Bu tatbikatta, bilimsel araştırmalar, kamu kurumları ve uzmanların paylaştığı verilerle hazırlanan en kötü senaryolar uygulandı.
2020 Elazığ-Malatya depreminden itibaren Türkiye’de meydana gelen ulusal ve uluslararası her afette insani yardım çalışmaları yapan Afet Platformu, edindiği deneyimlerini acil müdahale planına dönüştürdü. Bu planlamayı en kötü senaryolarla test etmeye başladı. Afet anında temel önceliklendirme ilkeleri doğrultusunda (arama kurtarma, tıbbi müdahale, su, gıda ve barınma) platform üyeleri kendi uzmanlık alanlarını platforma taşıyarak farklı senaryolarda platformun kabiliyetlerini ölçtü.
İzmir Kent Konseyi’nde Akut Vakfı ve Afet Platformu işbirliği ile düzenlenen tatbikatta, İzmir’in olası depremde konumu itibariyle diğer illere göre yardım ulaştırılmasında dezavantajlı durumu değerlendirildi. Yolların kapanması, viyadüklerin yıkılması, barajın hasar görmesi, sanayi bölgelerindeki zararlı gazların açığa çıkması ve rafinerinin görebileceği zararlar durumunda karayolu dışındaki ulaşım alternatifleri değerlendirildi. Bu durumun tespit ve yardımın ulaştırılması için farklı olasılıklara göre çözümler üretildi.
Afetlerde genele yönelik çalışmalar yapılırken çoğunlukla göz ardı edilen kırılgan grupların temel ihtiyaçlarının kapsayıcı bir yaklaşımla genel ihtiyaçlar içinde nasıl gözetildiği üzerinde duruldu. Farklı senaryolarda Afet Platformu üyelerinin İzmir’deki yerleşkeleri göz önüne alınarak insani yardım depoları, gönüllülerin ve koordinasyon ekibinin çalışabileceği ve konaklayabileceği alternatif alanlar belirlendi.

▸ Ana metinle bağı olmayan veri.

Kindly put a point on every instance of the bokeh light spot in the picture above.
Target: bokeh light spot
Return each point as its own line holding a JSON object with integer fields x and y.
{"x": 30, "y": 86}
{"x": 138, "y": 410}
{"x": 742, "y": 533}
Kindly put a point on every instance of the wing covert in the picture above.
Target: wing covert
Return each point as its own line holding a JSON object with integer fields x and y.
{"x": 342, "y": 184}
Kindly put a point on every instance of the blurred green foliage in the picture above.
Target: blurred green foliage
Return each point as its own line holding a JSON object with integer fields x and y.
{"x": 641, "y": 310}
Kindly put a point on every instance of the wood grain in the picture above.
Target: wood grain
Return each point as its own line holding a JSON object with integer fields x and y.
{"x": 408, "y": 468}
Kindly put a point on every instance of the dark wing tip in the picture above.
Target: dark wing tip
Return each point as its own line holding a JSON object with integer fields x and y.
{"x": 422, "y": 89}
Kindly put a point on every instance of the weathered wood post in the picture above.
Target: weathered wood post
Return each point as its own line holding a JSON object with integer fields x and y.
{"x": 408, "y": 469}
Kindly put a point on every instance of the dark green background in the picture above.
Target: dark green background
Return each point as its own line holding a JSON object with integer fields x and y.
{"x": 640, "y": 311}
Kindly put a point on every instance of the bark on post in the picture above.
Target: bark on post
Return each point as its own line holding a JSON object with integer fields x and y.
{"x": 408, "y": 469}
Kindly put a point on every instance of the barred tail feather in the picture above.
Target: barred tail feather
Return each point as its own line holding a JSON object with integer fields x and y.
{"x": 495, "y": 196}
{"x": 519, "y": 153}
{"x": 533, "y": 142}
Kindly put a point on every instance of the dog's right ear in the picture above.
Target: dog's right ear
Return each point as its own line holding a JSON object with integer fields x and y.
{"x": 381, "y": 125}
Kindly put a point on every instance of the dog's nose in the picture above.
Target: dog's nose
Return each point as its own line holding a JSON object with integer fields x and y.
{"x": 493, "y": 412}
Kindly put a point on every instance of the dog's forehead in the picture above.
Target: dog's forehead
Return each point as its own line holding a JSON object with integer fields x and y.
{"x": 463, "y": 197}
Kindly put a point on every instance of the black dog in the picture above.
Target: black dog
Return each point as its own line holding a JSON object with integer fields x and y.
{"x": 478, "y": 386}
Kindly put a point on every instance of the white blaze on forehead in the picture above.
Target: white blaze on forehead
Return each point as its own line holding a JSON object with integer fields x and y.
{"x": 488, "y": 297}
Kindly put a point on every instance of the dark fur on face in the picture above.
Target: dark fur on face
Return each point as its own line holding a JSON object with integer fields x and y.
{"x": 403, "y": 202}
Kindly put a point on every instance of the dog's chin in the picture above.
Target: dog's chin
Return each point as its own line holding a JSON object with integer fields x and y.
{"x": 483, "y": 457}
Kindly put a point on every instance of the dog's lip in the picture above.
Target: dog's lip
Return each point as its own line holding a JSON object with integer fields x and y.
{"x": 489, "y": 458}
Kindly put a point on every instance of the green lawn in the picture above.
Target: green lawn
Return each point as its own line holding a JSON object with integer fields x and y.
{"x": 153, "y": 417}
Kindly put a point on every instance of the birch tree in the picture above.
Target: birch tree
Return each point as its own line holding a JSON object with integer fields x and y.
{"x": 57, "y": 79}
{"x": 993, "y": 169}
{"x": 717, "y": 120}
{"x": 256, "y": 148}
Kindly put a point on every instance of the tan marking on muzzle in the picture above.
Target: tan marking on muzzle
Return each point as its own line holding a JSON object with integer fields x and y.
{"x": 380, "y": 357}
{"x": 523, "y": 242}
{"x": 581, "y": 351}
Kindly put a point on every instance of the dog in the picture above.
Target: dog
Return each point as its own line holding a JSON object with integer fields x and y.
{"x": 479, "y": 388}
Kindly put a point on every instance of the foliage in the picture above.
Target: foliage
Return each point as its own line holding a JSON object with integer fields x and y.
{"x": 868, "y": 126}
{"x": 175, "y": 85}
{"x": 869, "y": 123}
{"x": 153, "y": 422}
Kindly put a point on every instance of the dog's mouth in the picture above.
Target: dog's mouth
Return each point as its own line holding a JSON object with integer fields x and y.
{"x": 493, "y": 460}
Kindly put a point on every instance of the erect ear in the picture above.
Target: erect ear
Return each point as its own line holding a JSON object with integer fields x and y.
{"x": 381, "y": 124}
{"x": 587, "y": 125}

Tatbikat, Türkiye Afet Müdahale Planı (TAMP) ve Bütünleşik Afet Yönetimi çerçevesinde AFAD, merkezi yönetim ve yerel yönetimlerle uyumlu çalışabilecek modeller üzerinden planlanarak yapıldı. Afet Platformu dışındaki sivil paydaşların da sürece katılarak katkı sağlayacağı farklı sistemler konuşuldu. Afet Platformu STK’larının krizler karşısında çözüm üretme kapasitesi ve direnci, afetlere acil müdahale konusunda hız ve performans verimliliği test edildi. Platformun kontrolü dışında oluşabilecek toplumsal krizler için de hazırlık yapılabilmesi için öncelikler ve eksikler tespit edildi.
Afet olduğunda platformun gönüllü kaynağını uygun ve yetkinliklerine göre yönetebilmesi, ayni ve nakdi bağışların verimli şekilde kullanılabilmesi için uygun zamanda doğru kaynağın ihtiyaçla buluşturulabilmesi adına farklı senaryolar için iyileştirme çalışmaları başlatıldı. Tatbikata özellikle yerel sivil toplum kuruluşlarının katılımı da sağlandı.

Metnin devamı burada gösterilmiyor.